Yes, I read about the preset.

So, according to kyu/dan level rating explained here, if the r and RD is preset to 1500 and 350, respectively, it means the preset is set to 6k?

Also, if a club member who has never played go, but learned the rules, etc., can we assume that she can be given rank 30k, r = -900, RD = 350? And, since we don’t want the player to go lower than 30k, does it make sense to reset the player’s r = -900, if it goes below -900 (e.g. -1000)?

mlopezviedma · July 16, 2017, 2:17pm

Giving r = 1500 and SD = 350 means “There’s a 95% chance that this user’s real rating is between 800 (13k) and 2200 (2d)”, which is a reasonable supposition when you have no idea about that user’s rating.

But, if you can evaluate a user’s rating approximately, I would say it is wise to set his rating manually with a lower SD, say, 150. That way you are saying “There’s a 95% chance that this user’s real rating is between 3 stones stronger and 3 stones weaker than his actual rating”.

aulavik · July 17, 2017, 10:11am

According to the paper:

To apply the rating algorithm, we treat a collection of games within a “rating period” to have occurred simultaneously. A rating period could be as long as several months, or could be as short as one minute.

The Glicko system works best when the number of games in a rating period is moderate, say an average of 5-10 games per player in a rating period. The length of time for a rating period is at the discretion of the administrator.

So my question why is it better to process the games as a collection instead of individually? I understand that if a player is in a tournament, the players games should be process as a collection. However, aside from tournaments, what is the benefit?
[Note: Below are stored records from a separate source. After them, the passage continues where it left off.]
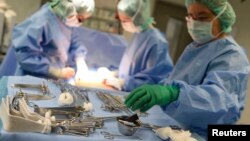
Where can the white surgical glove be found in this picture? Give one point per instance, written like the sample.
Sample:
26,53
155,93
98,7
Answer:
82,68
64,73
116,83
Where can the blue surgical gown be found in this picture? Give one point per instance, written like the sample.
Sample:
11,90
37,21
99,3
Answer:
213,83
146,60
44,41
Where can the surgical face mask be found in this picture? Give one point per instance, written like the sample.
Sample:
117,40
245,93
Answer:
130,27
202,32
72,22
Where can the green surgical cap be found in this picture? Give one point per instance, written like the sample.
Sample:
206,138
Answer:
227,19
65,8
137,9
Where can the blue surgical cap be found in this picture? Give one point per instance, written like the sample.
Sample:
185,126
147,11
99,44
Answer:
227,19
139,10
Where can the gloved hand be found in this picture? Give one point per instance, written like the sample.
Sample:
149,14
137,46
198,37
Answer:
64,73
147,96
116,83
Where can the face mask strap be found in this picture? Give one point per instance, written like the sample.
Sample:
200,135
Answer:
224,9
138,10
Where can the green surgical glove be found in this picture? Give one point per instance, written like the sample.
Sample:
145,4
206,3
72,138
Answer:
147,96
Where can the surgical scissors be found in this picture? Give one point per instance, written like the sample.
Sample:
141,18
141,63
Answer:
110,136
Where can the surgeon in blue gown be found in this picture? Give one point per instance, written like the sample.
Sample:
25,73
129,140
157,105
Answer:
209,82
146,60
46,44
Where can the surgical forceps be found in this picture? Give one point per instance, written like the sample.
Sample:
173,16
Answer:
110,136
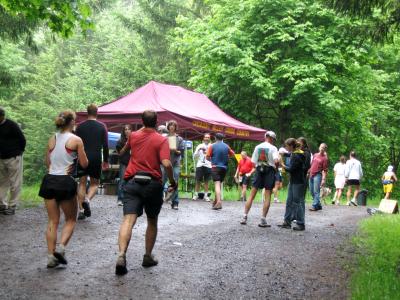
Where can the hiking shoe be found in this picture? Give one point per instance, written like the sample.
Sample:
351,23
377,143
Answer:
9,211
149,261
299,227
52,261
120,267
285,225
263,223
81,216
353,201
86,208
60,257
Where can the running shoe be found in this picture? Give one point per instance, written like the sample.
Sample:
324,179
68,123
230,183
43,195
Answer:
263,223
52,261
299,227
149,261
285,225
120,267
9,211
60,255
86,208
81,216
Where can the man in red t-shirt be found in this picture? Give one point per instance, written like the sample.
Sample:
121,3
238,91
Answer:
144,189
243,173
318,172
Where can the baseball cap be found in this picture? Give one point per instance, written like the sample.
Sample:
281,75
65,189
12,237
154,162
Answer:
270,134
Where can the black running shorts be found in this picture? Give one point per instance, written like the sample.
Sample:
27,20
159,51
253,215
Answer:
93,169
203,174
218,174
265,180
138,196
59,187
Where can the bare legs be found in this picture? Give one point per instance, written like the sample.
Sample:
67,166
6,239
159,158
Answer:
94,184
69,207
125,233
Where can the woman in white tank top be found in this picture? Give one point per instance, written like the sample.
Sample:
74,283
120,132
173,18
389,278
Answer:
58,187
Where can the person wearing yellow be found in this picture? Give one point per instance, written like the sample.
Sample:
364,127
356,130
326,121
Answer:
388,178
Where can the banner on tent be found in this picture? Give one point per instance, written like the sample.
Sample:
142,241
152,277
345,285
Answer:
219,128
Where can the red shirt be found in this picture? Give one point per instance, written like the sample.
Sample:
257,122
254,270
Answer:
318,164
148,149
245,166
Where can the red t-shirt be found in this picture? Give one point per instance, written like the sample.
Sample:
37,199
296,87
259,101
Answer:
245,166
148,149
318,164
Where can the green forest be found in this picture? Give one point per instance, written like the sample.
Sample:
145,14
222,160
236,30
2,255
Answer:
325,70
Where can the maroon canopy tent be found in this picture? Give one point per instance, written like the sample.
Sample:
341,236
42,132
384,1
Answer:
194,112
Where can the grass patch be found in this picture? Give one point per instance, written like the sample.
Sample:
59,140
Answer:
30,197
377,271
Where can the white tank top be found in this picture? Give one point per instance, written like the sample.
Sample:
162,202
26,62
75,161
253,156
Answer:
60,157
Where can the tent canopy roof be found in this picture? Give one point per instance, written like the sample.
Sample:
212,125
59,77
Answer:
194,112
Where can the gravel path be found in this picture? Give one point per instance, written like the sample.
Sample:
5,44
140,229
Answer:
203,254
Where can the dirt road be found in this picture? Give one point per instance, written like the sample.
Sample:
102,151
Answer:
203,254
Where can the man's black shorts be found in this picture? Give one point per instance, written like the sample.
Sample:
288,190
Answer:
93,169
203,174
265,180
218,174
245,180
59,187
138,196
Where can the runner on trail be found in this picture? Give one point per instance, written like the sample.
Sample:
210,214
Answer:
123,160
353,174
317,175
218,153
144,188
58,187
294,208
203,167
177,148
95,137
388,179
243,174
266,161
340,180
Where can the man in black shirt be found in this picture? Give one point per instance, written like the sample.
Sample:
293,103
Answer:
95,138
12,145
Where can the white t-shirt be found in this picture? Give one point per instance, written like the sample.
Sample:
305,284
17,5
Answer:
200,155
353,169
339,169
270,152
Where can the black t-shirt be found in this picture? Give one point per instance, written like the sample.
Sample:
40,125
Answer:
95,137
12,140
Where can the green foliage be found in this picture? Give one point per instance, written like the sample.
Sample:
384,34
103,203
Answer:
290,66
376,275
59,16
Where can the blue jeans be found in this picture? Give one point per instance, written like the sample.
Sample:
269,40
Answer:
121,182
315,187
176,170
294,207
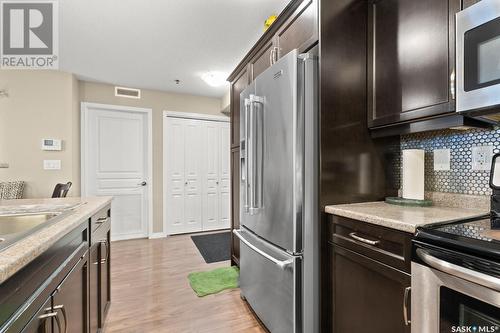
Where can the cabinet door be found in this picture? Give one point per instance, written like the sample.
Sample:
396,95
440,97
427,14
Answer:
412,65
235,204
366,294
237,86
211,170
42,320
224,177
94,281
105,278
70,300
301,30
263,60
468,3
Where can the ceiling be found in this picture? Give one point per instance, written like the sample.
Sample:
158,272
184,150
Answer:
150,43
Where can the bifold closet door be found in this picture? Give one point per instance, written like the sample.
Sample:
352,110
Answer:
216,180
224,176
183,148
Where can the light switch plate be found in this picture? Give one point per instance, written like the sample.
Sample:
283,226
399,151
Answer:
442,159
52,164
481,157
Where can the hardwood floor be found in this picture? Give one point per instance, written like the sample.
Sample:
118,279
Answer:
151,293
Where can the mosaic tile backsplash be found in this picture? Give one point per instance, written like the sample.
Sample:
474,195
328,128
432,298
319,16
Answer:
461,178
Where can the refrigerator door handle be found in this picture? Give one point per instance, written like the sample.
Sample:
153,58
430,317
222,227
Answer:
255,152
283,264
244,159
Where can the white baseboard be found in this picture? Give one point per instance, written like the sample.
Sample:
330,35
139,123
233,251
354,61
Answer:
156,235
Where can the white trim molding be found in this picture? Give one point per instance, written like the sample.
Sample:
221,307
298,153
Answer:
85,109
156,235
200,116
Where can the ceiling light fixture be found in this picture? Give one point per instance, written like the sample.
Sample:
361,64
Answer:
214,79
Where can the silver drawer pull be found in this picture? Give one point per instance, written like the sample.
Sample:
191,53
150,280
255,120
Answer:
363,240
102,220
405,306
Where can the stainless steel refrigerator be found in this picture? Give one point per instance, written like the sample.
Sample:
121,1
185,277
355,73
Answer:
279,195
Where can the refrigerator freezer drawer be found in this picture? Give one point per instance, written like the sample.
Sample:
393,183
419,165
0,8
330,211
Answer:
270,282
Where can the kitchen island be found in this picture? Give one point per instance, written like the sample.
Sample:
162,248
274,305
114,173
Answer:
55,276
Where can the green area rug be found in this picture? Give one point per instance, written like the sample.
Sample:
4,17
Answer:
212,282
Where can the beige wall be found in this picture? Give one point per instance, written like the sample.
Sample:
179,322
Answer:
158,101
41,104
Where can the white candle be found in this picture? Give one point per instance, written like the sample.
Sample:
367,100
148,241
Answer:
413,174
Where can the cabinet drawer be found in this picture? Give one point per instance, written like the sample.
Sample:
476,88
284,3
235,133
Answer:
100,223
391,247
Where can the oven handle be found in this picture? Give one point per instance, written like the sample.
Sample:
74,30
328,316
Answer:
460,272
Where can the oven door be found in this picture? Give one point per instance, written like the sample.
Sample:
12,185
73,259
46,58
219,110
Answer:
449,301
478,64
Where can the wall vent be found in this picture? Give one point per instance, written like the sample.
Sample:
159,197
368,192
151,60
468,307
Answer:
127,92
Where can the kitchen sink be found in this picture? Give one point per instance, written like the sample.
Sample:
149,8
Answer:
13,224
14,227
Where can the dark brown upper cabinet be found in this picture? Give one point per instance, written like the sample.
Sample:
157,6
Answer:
239,84
411,68
300,31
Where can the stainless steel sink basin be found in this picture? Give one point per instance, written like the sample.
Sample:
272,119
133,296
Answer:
14,227
13,224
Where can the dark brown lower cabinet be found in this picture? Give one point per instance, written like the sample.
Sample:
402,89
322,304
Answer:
41,321
368,296
70,300
100,270
93,289
105,278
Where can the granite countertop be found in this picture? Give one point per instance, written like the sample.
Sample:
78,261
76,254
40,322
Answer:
407,219
19,254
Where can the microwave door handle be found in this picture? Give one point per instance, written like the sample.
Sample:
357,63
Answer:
458,271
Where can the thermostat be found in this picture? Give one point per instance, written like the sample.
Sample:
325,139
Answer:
51,144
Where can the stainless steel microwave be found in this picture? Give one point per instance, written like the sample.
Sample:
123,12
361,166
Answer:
478,60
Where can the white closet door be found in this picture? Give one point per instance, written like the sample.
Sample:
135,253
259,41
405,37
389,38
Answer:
193,182
211,195
225,177
183,184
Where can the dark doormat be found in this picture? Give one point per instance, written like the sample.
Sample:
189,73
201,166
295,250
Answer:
214,247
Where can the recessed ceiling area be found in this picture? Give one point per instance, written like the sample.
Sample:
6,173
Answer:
151,43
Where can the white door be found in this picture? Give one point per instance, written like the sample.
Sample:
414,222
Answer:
211,196
224,177
115,163
182,146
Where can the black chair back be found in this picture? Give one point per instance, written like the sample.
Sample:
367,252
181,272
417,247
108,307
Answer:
61,190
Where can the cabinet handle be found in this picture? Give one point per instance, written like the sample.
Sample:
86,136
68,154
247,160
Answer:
46,316
102,220
405,306
363,240
452,85
65,317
(I have a feeling I’m hijacking the thread)

mlopezviedma · July 17, 2017, 10:16am

It’s not better or worse, it’s just another way of modelling how reality works. In terms of strength, you can regard a last set of games as being played simultaneously, and the formulas are specially suited for that purpose.
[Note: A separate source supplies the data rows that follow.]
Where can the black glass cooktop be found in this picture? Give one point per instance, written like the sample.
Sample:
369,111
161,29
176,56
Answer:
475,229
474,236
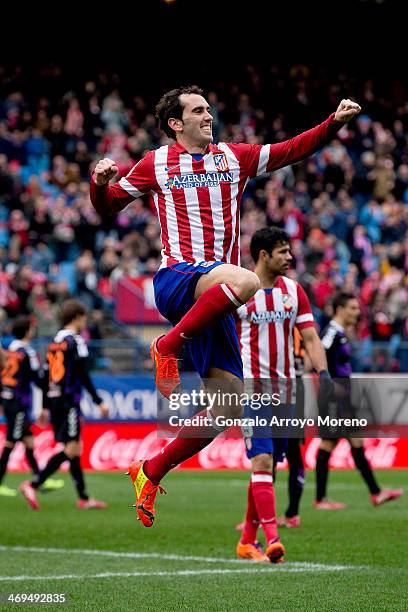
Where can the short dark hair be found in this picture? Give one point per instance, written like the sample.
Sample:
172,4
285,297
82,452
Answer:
169,105
266,239
70,310
21,325
340,300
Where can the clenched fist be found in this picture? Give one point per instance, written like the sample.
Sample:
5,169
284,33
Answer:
347,110
104,171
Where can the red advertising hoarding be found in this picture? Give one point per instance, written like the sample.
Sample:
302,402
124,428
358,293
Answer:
112,446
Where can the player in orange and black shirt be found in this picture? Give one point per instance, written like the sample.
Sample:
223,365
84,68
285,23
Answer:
67,376
21,369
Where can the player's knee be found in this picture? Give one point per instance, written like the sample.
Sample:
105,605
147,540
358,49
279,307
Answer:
262,463
328,445
72,450
246,284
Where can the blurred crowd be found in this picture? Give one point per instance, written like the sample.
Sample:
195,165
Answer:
346,208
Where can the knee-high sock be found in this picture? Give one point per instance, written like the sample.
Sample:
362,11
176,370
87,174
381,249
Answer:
78,477
180,449
365,470
212,305
4,461
322,473
32,461
51,467
251,519
296,478
264,497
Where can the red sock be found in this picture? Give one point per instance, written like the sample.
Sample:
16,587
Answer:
179,449
251,519
212,305
264,496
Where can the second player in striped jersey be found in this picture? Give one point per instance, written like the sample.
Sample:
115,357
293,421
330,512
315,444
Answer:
266,327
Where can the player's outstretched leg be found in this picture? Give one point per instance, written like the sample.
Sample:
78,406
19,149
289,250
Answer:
248,547
218,292
215,303
145,492
378,496
322,473
296,483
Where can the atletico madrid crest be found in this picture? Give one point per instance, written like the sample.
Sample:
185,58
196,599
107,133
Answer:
287,301
221,162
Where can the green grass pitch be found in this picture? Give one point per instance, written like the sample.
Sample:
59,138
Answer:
355,559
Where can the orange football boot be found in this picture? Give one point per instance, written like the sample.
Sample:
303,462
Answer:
250,551
275,552
145,491
167,376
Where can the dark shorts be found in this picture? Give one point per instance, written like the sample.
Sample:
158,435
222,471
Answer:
218,345
65,422
18,423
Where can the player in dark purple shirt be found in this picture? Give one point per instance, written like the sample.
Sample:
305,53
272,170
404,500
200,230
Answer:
21,369
346,312
67,376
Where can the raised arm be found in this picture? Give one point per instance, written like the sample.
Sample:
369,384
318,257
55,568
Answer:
110,199
258,159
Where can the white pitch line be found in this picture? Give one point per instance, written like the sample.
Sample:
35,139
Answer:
287,568
166,557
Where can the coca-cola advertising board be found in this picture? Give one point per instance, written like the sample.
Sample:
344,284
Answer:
112,446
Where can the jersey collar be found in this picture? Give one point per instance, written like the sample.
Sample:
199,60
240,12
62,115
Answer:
211,148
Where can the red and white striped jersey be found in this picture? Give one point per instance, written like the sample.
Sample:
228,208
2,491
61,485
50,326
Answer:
197,202
265,326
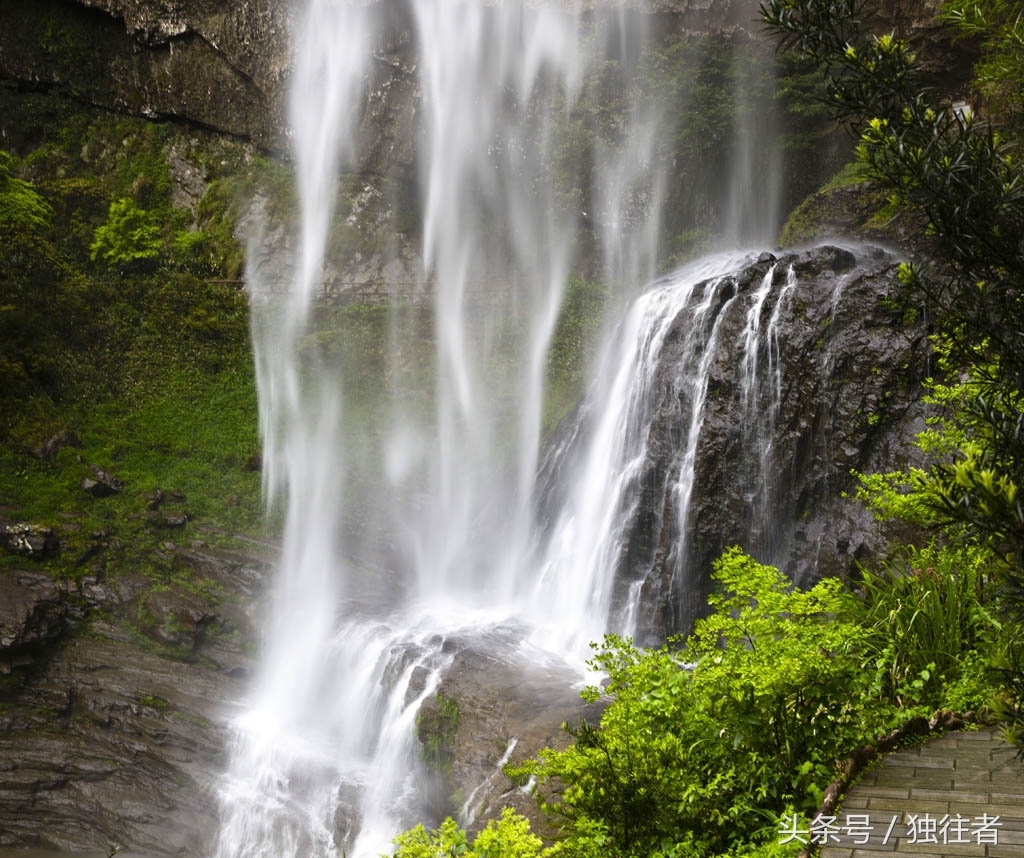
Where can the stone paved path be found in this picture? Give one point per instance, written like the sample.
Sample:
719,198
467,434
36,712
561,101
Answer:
937,801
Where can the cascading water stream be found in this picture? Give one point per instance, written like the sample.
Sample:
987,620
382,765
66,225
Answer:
325,759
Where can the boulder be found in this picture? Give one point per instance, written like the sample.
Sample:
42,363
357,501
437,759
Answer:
101,484
27,540
33,615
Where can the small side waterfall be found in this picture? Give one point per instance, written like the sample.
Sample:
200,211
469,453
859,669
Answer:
325,760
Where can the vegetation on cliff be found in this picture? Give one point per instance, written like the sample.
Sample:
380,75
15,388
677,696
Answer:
707,743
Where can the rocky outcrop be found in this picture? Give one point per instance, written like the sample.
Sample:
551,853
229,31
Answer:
772,461
222,66
492,708
115,703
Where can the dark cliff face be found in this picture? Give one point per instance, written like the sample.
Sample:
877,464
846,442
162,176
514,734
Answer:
839,390
223,66
226,63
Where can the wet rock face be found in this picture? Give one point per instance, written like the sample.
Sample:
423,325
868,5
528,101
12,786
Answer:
118,735
770,475
494,706
223,66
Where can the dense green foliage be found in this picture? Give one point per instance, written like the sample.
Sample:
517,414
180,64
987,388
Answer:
709,741
963,171
120,333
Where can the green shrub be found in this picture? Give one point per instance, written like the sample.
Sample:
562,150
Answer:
704,744
130,241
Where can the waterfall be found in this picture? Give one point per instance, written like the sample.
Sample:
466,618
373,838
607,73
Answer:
324,759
In fact we can say that Glicko allows both models to live together within the same system: You can regard each game played as a period where the two players involved are the only ones existing in the system (so treating games individually); and you can also treat a set of tournament games as a single period.

KevF · July 17, 2017, 1:19pm

Sorry if this is slightly off topic

Maybe I am just being egotistical but I like being able to go to my rank graph to see what effect a particular game had on my rank. I like being able to see that a particular win/loss gave a particular change in rank/Elo. There is a clear cause/effect in my mind.
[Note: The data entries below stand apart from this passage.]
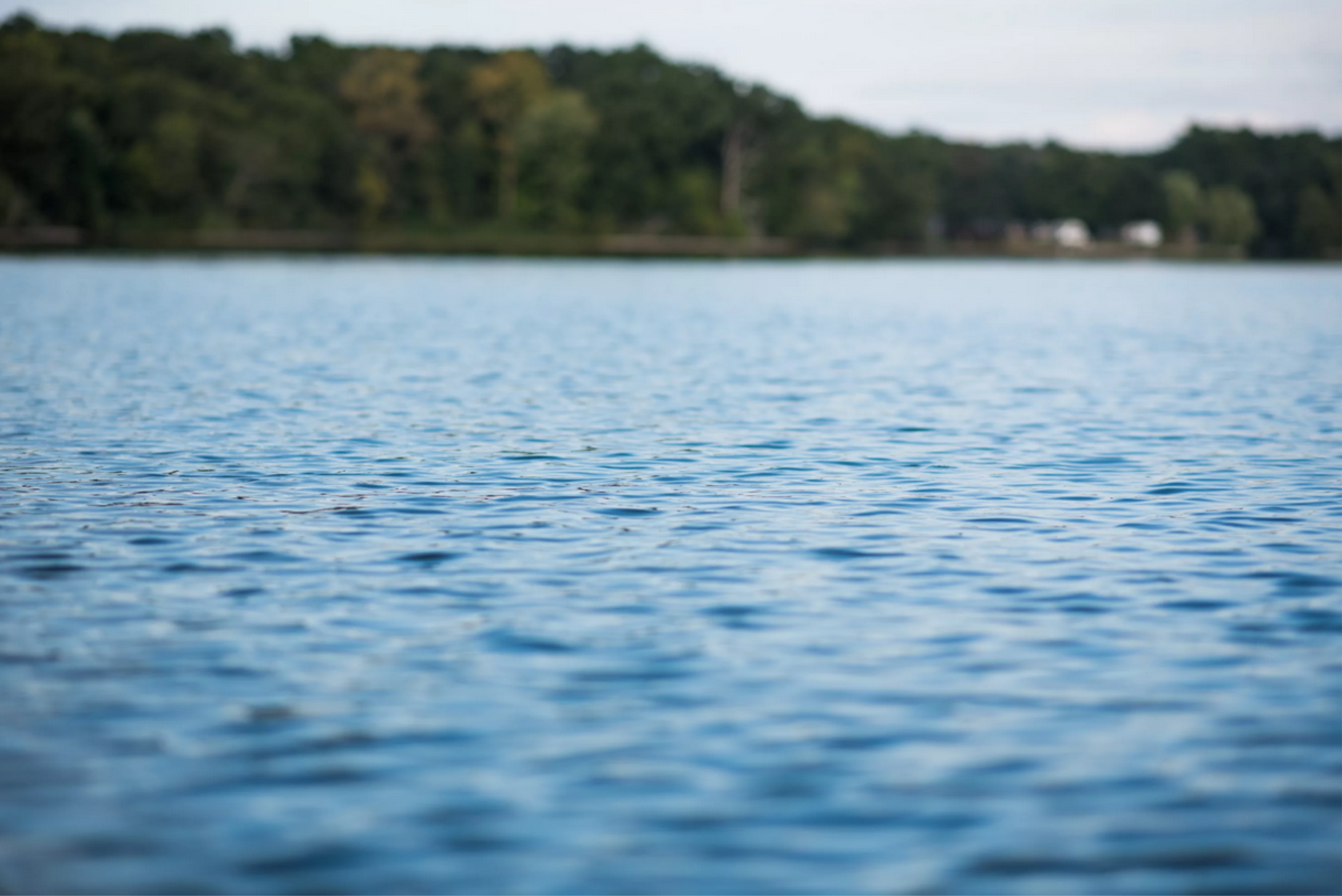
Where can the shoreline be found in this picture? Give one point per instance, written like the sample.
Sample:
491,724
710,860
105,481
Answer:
631,246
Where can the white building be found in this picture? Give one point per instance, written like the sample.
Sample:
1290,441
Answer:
1144,234
1070,234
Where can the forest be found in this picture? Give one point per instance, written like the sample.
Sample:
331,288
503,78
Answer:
153,133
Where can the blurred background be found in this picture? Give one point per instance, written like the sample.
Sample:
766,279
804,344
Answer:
1038,128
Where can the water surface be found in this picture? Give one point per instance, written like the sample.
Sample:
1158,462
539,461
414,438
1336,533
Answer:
600,578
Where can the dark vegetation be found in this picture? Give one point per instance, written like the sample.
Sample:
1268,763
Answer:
149,132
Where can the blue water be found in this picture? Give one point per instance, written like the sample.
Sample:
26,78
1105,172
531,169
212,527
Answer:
641,578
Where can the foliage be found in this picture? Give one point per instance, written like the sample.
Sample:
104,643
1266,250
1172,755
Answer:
149,130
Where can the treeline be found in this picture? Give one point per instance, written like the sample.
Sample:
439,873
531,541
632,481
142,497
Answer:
155,132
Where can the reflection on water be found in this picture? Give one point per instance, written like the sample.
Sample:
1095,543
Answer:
499,577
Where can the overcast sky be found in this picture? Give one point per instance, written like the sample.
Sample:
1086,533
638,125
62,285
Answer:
1124,74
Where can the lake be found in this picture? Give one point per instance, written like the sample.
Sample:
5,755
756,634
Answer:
588,578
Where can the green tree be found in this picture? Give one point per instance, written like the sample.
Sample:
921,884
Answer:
1184,209
1318,223
552,141
505,89
1231,220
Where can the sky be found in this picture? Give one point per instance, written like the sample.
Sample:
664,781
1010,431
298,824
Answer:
1103,74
However, when games are processed in batches, then this isn’t so clear cut. I can’t see what effect a particular win/loss will have. I know this is the same in KGS but I really dislike that there as well.

BHydden · July 17, 2017, 1:31pm

I completely agree. I’m the same all the way.

aulavik · July 17, 2017, 1:35pm

@KevF My questions to the OGS Team have nothing to do with how they are implementing Glicko 2 on OGS. It’s for more my own understanding since I’m tweaking some codes to use Glicko 2 for my own use.

What @mlopezviedma explained about processing the games as a set collection or as individual games, is just a feature of Glicko 2. It can do both.

Also, based on what I read, processing the games as a collection is usually done for tournaments and it’s usually has something to do with matching the players of relative strengths.

Anyways, I’m assuming that if and when they do make any changes, you will still see your progress on some graph.